Brain and brain waves in epilepsy, illustration
Credit: KATERYNA KON/SCIENCE PHOTO LIBRARY/Getty Images

A review article published this week in the Journal of Internal Medicine points to early evidence that gamma rhythm stimulation could be a treatment for neurological disorders including Alzheimer’s disease (AD). The review of studies was conducted by the same lab at MIT that published a groundbreaking study in 2016 that first built interest in the notion that light flickering at a particular gamma-band brain rhythm could produce therapeutic benefit to patients with AD.

Brain rhythms, often called brain waves, produced by the activity within the network of brain cells and circuits enable brain functions such as perception and cognition. MIT researchers have shown the lower-range gamma rhythms around 40 cycles a second—or 40 Hz—are vital to memory processes and are also associated with specific cellular and molecular changes in the brain.

“What started in 2016 with optogenetic and visual stimulation in mice has expanded to a multitude of stimulation paradigms, a wide range of human clinical studies with promising results and is narrowing in on the mechanisms underlying this phenomenon,” wrote the review authors including Li-Huei Tsai, Picower professor in The Picower Institute for Learning and Memory and the Department of Brain and Cognitive Sciences at MIT.

Despite the promise and a broadening range of studies looking into the phenomenon, the authors cautioned that much of the clinical data is still preliminary and that animal studies examining it have not produced definitive evidence.

“Research into the clinical potential of these interventions is still in its nascent stages,” the researchers, led by MIT postdoc Cristina Blanco-Duque, wrote in introducing the review. “The precise mechanisms underpinning the beneficial effects of gamma stimulation in Alzheimer’s disease are not yet fully elucidated, but preclinical studies have provided relevant insights.”

In total, the MIT investigators summarized the result of 16 different clinical studies that have used gamma frequency sensory stimulation, or exposure to light, sound, tactile, or a combination; trans cranial alternating current stimulation (tACS), in which a brain region is stimulated via scalp electrodes; or transcranial magnetic stimulation (TMS), in which electric currents are induced in a brain region using magnetic fields.

These studies showed that sensory stimulation appears to affect multiple regions in the brain, while tACS and TMS are more regionally focused (though those brain regions still connect and interact with others). In total, the authors noted, the studies show both uneven and encouraging evidence on the potential of the potential for this method to have clinical benefit. In fact, in multiple AD studies the sensory stimulation was shown to be both safe and well tolerated by patients.

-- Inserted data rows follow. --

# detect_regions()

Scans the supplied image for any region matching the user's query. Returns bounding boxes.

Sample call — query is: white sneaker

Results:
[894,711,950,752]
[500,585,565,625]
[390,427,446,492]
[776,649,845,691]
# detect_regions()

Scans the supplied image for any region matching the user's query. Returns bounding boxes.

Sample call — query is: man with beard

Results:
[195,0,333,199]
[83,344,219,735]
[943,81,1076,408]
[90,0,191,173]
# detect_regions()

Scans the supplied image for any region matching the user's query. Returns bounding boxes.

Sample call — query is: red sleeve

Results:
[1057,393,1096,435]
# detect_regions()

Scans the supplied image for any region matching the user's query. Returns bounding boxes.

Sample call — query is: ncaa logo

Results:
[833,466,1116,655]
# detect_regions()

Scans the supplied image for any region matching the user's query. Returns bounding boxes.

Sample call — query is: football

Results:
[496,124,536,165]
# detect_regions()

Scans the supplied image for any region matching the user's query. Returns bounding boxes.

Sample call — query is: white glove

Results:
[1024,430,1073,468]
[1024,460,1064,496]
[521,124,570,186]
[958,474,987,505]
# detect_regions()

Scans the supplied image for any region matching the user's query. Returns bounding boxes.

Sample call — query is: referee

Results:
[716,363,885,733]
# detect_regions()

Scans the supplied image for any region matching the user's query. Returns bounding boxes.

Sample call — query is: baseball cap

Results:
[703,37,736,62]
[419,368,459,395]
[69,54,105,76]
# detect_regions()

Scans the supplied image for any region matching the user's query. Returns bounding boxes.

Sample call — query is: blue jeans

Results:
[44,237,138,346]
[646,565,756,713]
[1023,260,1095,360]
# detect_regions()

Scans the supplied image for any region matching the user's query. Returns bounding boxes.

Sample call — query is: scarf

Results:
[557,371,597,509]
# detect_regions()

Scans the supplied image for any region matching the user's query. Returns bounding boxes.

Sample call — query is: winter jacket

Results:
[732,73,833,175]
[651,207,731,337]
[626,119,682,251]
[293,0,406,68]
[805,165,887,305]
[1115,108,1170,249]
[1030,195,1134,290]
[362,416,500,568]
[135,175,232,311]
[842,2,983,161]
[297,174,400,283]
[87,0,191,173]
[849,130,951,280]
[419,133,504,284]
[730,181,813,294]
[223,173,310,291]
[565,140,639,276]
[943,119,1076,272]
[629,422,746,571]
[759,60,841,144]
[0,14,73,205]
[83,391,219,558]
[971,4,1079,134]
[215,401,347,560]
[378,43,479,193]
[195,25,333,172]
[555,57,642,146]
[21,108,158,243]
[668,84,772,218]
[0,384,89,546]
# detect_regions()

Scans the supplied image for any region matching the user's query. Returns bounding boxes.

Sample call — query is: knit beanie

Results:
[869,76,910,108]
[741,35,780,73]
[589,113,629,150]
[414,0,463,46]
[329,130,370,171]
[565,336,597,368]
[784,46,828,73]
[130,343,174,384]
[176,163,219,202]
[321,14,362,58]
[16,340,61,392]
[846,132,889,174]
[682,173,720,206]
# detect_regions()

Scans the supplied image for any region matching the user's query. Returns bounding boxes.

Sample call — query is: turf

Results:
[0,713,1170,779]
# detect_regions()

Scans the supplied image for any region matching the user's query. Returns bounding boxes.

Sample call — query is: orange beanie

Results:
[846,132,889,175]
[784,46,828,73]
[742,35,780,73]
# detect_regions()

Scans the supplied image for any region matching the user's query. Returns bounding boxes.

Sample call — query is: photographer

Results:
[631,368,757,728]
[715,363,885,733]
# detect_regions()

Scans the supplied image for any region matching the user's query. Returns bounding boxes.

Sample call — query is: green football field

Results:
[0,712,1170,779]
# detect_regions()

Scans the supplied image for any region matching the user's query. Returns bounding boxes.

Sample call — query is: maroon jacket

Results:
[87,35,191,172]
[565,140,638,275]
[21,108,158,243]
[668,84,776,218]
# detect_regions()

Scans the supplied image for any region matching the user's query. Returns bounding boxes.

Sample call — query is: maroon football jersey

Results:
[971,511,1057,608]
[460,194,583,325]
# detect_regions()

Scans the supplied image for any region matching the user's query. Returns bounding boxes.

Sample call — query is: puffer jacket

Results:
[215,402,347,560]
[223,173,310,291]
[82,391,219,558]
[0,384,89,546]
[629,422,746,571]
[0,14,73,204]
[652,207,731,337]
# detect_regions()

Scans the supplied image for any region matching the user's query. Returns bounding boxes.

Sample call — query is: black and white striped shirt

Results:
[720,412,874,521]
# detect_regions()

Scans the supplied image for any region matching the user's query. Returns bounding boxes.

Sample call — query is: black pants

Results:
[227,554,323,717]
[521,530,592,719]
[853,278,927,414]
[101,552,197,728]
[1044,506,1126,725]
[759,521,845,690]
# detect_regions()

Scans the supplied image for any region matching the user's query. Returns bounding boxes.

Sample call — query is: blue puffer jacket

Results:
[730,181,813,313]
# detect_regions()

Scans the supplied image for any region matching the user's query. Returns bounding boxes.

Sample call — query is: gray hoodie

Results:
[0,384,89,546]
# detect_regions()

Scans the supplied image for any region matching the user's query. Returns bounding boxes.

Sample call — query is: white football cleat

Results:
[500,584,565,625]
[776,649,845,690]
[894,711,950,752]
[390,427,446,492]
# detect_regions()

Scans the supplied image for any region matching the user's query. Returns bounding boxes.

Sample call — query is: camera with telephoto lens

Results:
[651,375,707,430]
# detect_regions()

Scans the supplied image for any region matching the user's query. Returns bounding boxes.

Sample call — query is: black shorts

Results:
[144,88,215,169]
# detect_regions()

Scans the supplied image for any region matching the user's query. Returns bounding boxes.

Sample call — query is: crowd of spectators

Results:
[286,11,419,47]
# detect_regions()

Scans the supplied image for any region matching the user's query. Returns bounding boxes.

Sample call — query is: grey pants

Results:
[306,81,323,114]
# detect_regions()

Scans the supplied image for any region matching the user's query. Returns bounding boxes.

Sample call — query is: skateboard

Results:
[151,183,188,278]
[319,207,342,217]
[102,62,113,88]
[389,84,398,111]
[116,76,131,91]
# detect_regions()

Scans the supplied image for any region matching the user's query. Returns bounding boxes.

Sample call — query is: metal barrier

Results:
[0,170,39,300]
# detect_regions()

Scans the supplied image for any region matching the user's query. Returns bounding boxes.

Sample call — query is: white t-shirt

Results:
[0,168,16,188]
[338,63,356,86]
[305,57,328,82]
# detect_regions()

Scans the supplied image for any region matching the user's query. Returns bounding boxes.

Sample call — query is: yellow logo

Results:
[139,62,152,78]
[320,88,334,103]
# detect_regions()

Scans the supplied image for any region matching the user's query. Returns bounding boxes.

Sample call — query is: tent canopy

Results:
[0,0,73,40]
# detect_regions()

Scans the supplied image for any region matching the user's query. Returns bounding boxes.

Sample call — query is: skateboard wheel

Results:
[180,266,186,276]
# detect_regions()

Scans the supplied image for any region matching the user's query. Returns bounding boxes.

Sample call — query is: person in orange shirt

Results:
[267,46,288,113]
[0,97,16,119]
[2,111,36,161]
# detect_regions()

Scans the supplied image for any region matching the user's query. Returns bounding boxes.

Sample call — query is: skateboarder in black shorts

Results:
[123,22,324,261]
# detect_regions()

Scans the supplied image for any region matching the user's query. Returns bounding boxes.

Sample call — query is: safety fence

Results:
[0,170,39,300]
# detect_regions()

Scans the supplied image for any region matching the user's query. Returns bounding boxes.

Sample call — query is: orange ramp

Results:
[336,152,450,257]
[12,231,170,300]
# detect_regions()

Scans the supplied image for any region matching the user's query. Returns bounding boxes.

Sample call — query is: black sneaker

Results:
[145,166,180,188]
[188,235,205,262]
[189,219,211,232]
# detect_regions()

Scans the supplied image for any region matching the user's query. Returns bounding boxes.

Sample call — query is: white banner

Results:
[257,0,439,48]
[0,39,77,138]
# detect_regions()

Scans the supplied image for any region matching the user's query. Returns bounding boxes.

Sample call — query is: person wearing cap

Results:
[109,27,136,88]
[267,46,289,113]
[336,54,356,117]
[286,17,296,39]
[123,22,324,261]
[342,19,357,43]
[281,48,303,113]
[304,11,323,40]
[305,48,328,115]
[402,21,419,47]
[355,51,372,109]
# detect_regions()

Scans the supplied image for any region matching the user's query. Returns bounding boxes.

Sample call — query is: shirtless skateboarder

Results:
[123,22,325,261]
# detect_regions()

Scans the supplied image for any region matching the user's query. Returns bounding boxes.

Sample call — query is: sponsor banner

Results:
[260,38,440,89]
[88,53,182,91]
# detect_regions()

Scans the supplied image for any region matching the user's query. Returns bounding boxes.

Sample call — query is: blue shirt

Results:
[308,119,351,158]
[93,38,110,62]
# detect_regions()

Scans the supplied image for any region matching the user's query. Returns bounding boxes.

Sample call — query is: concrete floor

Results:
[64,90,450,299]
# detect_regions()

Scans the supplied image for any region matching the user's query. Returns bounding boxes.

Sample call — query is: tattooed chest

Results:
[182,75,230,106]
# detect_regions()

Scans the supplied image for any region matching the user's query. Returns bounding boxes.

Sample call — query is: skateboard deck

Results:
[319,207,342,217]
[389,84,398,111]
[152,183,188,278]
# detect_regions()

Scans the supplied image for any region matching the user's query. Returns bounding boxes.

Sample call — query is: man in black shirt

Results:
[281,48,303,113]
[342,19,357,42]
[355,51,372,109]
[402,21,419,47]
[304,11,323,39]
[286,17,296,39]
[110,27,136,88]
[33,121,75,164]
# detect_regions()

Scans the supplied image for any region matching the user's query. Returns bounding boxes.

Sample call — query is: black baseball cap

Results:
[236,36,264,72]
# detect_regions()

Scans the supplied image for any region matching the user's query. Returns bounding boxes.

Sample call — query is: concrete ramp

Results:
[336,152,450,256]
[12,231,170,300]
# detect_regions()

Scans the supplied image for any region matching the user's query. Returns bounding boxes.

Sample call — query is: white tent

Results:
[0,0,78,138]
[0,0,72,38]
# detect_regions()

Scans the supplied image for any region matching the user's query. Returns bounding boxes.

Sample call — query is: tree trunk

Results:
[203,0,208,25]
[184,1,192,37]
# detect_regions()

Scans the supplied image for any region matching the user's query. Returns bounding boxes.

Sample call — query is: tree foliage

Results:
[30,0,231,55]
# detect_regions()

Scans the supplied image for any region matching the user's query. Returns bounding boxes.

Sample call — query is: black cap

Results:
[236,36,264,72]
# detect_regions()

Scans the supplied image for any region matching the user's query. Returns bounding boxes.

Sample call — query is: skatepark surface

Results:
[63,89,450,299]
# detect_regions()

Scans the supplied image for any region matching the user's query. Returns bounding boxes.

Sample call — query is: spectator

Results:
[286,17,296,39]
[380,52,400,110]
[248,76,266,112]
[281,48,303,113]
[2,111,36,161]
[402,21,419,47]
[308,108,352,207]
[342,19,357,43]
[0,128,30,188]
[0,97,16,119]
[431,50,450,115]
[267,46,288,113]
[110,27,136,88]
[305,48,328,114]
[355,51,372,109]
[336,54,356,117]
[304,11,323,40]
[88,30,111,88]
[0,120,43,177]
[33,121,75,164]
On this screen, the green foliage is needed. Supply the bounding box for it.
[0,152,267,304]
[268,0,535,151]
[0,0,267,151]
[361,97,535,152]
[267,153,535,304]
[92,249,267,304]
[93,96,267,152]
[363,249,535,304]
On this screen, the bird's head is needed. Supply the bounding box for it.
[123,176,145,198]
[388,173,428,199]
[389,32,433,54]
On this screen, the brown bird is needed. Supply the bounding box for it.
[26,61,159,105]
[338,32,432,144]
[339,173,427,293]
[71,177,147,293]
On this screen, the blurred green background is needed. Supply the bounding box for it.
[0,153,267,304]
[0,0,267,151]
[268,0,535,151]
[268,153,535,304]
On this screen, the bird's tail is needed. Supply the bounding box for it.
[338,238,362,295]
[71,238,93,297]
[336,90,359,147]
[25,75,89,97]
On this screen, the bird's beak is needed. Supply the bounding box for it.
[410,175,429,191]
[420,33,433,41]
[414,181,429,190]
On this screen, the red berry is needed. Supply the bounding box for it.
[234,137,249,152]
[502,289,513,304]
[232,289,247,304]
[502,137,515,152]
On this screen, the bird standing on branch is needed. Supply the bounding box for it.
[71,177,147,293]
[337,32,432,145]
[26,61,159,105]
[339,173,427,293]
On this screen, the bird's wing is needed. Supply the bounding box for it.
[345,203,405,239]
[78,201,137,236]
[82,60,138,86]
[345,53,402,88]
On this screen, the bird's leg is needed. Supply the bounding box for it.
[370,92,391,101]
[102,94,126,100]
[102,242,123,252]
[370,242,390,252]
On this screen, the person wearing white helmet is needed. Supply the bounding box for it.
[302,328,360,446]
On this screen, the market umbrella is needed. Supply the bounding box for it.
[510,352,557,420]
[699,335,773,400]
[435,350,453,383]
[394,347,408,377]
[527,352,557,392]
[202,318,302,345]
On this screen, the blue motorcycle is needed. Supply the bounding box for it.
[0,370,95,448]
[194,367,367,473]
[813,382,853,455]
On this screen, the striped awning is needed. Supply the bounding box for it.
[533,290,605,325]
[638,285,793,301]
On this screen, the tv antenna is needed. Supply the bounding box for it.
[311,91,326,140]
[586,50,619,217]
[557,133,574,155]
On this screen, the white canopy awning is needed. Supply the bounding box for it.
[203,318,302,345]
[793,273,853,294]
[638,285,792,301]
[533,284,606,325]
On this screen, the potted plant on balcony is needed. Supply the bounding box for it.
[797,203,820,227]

But while these studies have shown potential benefits for AD patients including improved memory, cognition, and sleep, as well as physiological reduction in brain atrophy, the application of sensory stimulation has not shown a reduction the amyloid or tau proteins that cause disease progression. Studies examining the effects of tACS were the most common and showed similar results depending on the brain region stimulated, and have even showed some lasting benefits after the treatments ended.  Some of the studies even showed effects on measures of amyloid and tau proteins, blood flow, neuromodulatory chemical activity, or immune activity.

“The most important test for gamma stimulation is without a doubt whether it is safe and beneficial for patients,” the authors wrote. “So far, results from several small trials on sensory gamma stimulation suggest that it is safe, evokes rhythmic EEG brain responses, and there are promising signs for AD symptoms and pathology. Similarly, studies on transcranial stimulation report the potential to benefit memory and global cognitive function even beyond the end of treatment.”

While promising evidence exists the authors wrote that more definitive clinical studies are needed and added that there are currently 15 separate studies of gamma stimulation in process, including a Phase III clinical trial by Cognito Therapeutics—a licensee of MIT’s technology—that will ultimately enroll hundreds of patients. Other studies are underway examining the effects gamma stimulation may have on other neurological conditions, as well as whether it can benefit cancer patients experiencing cognitive effects chemotherapy—also referred to a “chemobrain.”

“Larger clinical studies are required to ascertain the long-term benefits of gamma stimulation,” the authors wrote. “In animal models the focus should be on delineating the mechanism of gamma stimulation and providing further proof of principle studies on what other applications gamma stimulation may have.”